Overwrite the memory of the spoiler
Every time you recall a memory, your brain changes some of the details.
This is because memories naturally degrade over time, and as a way to counter this, our brains fill in the gaps with similar, but fake, memories.
You can exploit this by recalling the memory and actively trying to change a tiny bit of information every time.
The changes need to be small and believable. If they’re too big your brain will push back against the changes and instead strengthen the memories.
Rewriting can be done mentally, but it has a better success rate if you speak the changes out loud.
Is this method guaranteed to change your memory of the spoiler? No, it is not.
But if the spoiler is already firmly implanted in your head, then just trying to forget the spoiler won’t be so successful, but changing the information in the spoiler might just do the trick.
The spoiler isn’t as important as you think
Just because you’ve received a spoiler doesn’t mean it’s ruined the book, movie or game you want to enjoy.
Unless it’s a huge twist or the reveal of a criminal in a detective whodunnit story, most stories are simply too complex to be ruined by just a single spoiler.
This is because most of the times it’s not the actual story beat or event that’s important. What really matters is the execution, and how well that story unfolds the events.
Besides, you just know something will happen, but you don’t really know the context for it, meaning you don’t know when, where and how it happens.
Have a drink
If you’ve just heard the spoiler and the context allows, then consider having a drink or two. Nothing too crazy, but just enough to give you a buzz.
This is because alcohol temporarily impacts your short-term memory and makes it harder to create memories, including remembering the spoiler.
Try the mind palace method to delete memories
The memory palace is a technique that’s been proven to improve memory retention, but can also be used to forget things as well.
The way it works is that you create a huge mental palace, with hundreds of rooms and drawers and in each of those rooms you store a particular memory.
However, the memory palace technique can even be used to forget memories.
To do this, just imagine you storing that memory in a room of your mind palace, and then either board up that room or just seal it with concrete and turn the door into a wall.
When it comes to forgetting memories, it is essentially a method of self-suggestion.

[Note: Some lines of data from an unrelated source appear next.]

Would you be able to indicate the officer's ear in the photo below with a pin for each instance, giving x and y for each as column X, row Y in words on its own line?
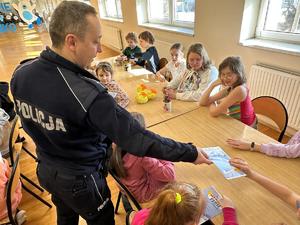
column 70, row 41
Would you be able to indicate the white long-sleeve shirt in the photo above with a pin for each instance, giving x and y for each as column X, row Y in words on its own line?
column 190, row 84
column 289, row 150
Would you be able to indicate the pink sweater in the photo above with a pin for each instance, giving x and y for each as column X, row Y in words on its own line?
column 289, row 150
column 146, row 176
column 228, row 213
column 4, row 175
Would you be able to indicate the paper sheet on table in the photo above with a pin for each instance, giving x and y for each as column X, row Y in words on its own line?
column 221, row 160
column 139, row 72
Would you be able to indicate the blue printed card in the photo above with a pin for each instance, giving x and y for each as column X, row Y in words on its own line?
column 221, row 160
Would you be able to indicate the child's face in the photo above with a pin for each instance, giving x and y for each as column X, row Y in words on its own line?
column 228, row 77
column 104, row 76
column 195, row 61
column 176, row 55
column 143, row 43
column 131, row 43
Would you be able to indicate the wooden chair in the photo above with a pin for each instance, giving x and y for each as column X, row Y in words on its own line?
column 123, row 191
column 14, row 140
column 274, row 109
column 12, row 185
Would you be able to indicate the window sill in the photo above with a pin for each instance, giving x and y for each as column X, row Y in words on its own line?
column 276, row 46
column 181, row 30
column 112, row 19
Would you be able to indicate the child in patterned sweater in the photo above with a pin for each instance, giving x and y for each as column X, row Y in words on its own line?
column 104, row 73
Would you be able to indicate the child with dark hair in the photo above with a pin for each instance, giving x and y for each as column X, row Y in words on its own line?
column 129, row 53
column 236, row 101
column 148, row 59
column 176, row 66
column 143, row 176
column 105, row 73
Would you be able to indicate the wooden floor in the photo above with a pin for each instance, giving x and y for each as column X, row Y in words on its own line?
column 24, row 44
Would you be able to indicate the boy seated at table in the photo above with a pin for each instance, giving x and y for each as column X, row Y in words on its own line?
column 143, row 176
column 129, row 53
column 148, row 59
column 105, row 73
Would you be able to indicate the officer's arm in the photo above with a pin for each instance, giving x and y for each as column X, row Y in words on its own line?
column 117, row 123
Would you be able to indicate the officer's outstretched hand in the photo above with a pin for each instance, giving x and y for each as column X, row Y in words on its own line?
column 202, row 157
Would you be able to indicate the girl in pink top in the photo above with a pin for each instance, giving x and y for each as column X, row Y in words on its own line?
column 235, row 99
column 180, row 204
column 104, row 73
column 289, row 150
column 143, row 176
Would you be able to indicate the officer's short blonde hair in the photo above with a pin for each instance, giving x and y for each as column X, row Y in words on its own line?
column 69, row 17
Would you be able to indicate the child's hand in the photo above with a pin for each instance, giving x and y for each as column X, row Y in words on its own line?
column 171, row 93
column 244, row 145
column 160, row 77
column 242, row 165
column 202, row 157
column 132, row 61
column 164, row 90
column 226, row 202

However, it has been proven to consistently produce better results than the “natural” method of just letting your brain remembering and forgetting memories at its own pace.
Just avoid the movie, book or TV series for a while
If you’ve received a spoiler for a book or movie you haven’t yet started, then consider avoiding it for a while. Keeping everything “out of sight, out of mind” will help you naturally forget the spoilers you received.
This method won’t really work if you’re already in the middle of the book or TV series, since you’ll lose track of the stuff that’s already happened alongside the spoiler.
Overall, not the most convenient method, but it can work in some circumstances.
Confuse the spoiler
Confusing the spoiler in this context means scrambling the information in the spoiler with information from similar books, TV series, movies etc.
To do this, simply read the plot summary of various stories from films, books etc., and hope it mixes in with information from the spoiler and creates something new.
Ideally this should be done right after you’ve been spoiled, so that while still in the memorizing phase, the information from the spoiler is mixed together with information from the plot summary you’re reading.
To find plot summaries for movies or TV series, you could use IMDB’s advanced title search, fill in all your criteria, and search for productions that you know you’ll never watch, but are similar to the story you’ve been spoiled.
After you’ve found one or more productions, find their plot summaries on Wikipedia or similar sites.
Again, this method isn’t guaranteed to work, but all you need is an above average chance of success (compared to just naturally forgetting the spoiler) for it to be worth it.